İlgili Kişiler

Ulu Camii – Bursa Tarihi

1395-1399 yılları arasında Yıldırım Bayezid tarafından Bursa‘da yaptırılan cami, Bursa’daki mimari eserlerin en büyüğüdür. Cami Kapısının üzerinde İvaz Paşa’nın adı bulunmaktadır.

Paye ve sütunlu olan düz çatı ile örülen Selçuklu Camii’lerinin kubbeli düzene çevrilmiş ilk örneklerindendir. 56×68 m boyutlarındadır. 12 Paye ile, 5 nefe bölünmüştür. 20 kubbesi vardır.

Üzeri açık kubbenin altında bir şadırvan vardır. Şadırvanın çevresinde Kur’an okumak için ayrılmış sofalar vardır.

Üzeri kabartma kıvrık dallarla süslenmiş ve ceviz ağacından yapılmış sekiz köşeli küçük çerçevelerin birleştirilmesiyle meydana gelen mimberin sağ kanadında, yapan ustanın adı (Elhac Mehmed Abdülaziz İbni Dakira) yazılmıştır. Ön cephenin iki köşesinde birer minare vardır.

Tamamı ile kesme taştan, çok kalın ve yüksek duvarlarla on iki ağır dört köşeli paye üzerine pandantiflerle, yirmi kubbeli olarak yaptırılmıştır. Çok kubbeli camilerin en klasik ve abidevi örneğidir. Zengin ve ferah mekanı ile bütün Türk camileri arasında en büyük ölçüye de sahiptir (318 m²). İki minaresi olan caminin son cemaat yeri yoktur. Uzun dikdörtgen mihrap skalâktitli ve köşeleri kum saatlidir. Mihrabın sağında ceviz ağacından oyma kitabeli ahşap minber yer almaktadır. Minber, Manisa Ulu Cami’nin minberini yapan Antepli Hacı Mehmed Bin Abdülaziz İbn El Huki’nin eseridir. Rumi ve palmetlerle ince işlenmiş küçük geçme panolar, geometrik örnekli korkuluk şebekeleri, ön cephesindeki kitabe ve şebekeli tacı ile bu minber Selçuklu üslubundan Osmanlı üslubuna geçişin şaheseridir.

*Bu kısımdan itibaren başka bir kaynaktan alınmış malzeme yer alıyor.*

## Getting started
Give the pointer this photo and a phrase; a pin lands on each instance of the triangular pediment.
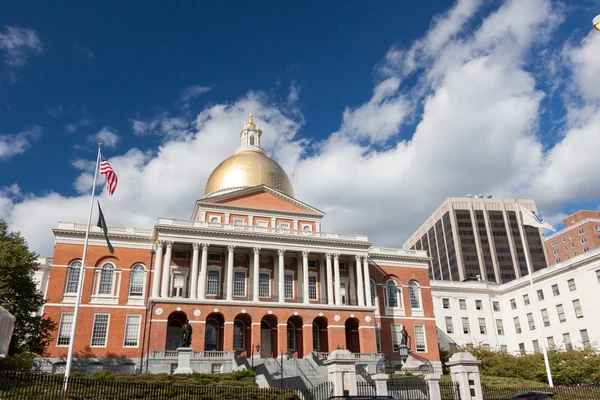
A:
(263, 198)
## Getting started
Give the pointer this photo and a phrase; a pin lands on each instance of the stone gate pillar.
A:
(341, 371)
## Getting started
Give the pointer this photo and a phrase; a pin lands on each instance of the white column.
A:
(164, 288)
(194, 277)
(157, 270)
(255, 274)
(281, 276)
(203, 267)
(305, 276)
(367, 280)
(330, 295)
(360, 283)
(230, 272)
(336, 272)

Duvarları kesme taştan yapılmış olan caminin üç büyük giriş kapısı vardır. Yanlardan ortaya doğru çapları genişleyen ve yükselen kubbelerden,orta eksenin ikinci kubbesinin üstü, aydınlık feneri, camekan olarak açık bırakılmış, bunun altına çanaklı fıskiyeden dökülen sularla dolan 16 köşeli havuzun bulunduğu şadırvan yerleştirilmiştir.

Şadırvanın yapımı ile ilgili rivayete göre; Ulu Cami’nin yapımı için bazı yerlerin kamulaştırılması gerekir. Şu anda Şadırvanın bulunduğu yer ise bir Musevi kadına aittir. Arazisini vermek istemeyen Musevi kadın bir gece rüyasında tüm insanların aynı yöne koştuklarını görür. Merakla nereye gittiklerini sorar “Cennete” cevabını alır. O da koşmak ister ama arazisini vermediği için ona engel olurlar. Bu rüyadan çok etkilenen Musevi kadın ertesi gün arazisini, Şadırvan yapılması koşulu ile verir.
Caminin inşası sırasında nakit zorluğu çekilip yarım bırakılınca Hristiyan ve Musevi Cemaatler maddi katkıda bulunmuş, bunun üzerine Müslümanlar da şükranlarını belirtmek için David’in Yıldızı ve Haç işaretlerinin oyulduğu taşları caminin pencereleri üzerinde kullanmışlardır.